- Born: December 19, 1998 (age 27)
- Occupations: Comedian, writer
- Known for: Composition

= Leila Navabi =

Welsh writer and comedian

Leila Navabi is a Welsh comedian and writer. She has participated in several comedy projects with the BBC, as well as performed two shows at the Edinburgh Festival Fringe in 2023 and 2025, respectively.

== Career ==
As a teenager, Navabi left Cardiff following her experience of being outed by an ex, and moved to London to both watch and perform stand-up comedy. In 2022, Navabi then released a half-hour BBC documentary, titled Funny, Gay & Welsh, regarding such experiences of growing up, coming out, and being a queer performer in Cardiff.

In 2019, Navabi joined the Comedy audio team at BBC Studios Productions as a producer. Later, in 2021, Navabi co-hosted a science-based television series for children alongside comedian Ken Cheng. The same year, Navabi co-wrote the BBC comedy Vandullz with writer Sion Edwards

In 2023, Navabi made her sold-out debut at Fringe with Composition. The Guardian gave it three out of five stars, while The Skinny gave it four. Stylist called it one of the best women-led shows at the festival.

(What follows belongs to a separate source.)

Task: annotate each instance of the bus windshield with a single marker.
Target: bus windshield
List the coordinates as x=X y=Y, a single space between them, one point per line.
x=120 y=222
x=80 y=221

In 2025, Navabi returned to Fringe with her show, Relay, which was written and performed by herself, directed by Elan Isaac, and produced by TEAM Collective Cymru. At Fringe, it was supported by the Sherman Theatre and Pleasance Theatre. The show was "a musical about starting a family with your best friend's sperm" and was inspired by Navabi's misdiagnosis of infertility a few years beforehand.
The Guardian called it one of the "10 Best Shows to catch" at the Edinburgh Fringe for 2025.

== Controversies ==
In 2020, following Rishi Sunak's commissioning of a new fifty pence design, Navabi drew criticism for her comments on Radio Wales' The Leak by stating that Sunak looked like "Prince Charles in brownface" and was not representative of her as a brown person. She then stated, generally, that Sunak did not represent anyone other than those with immense wealth.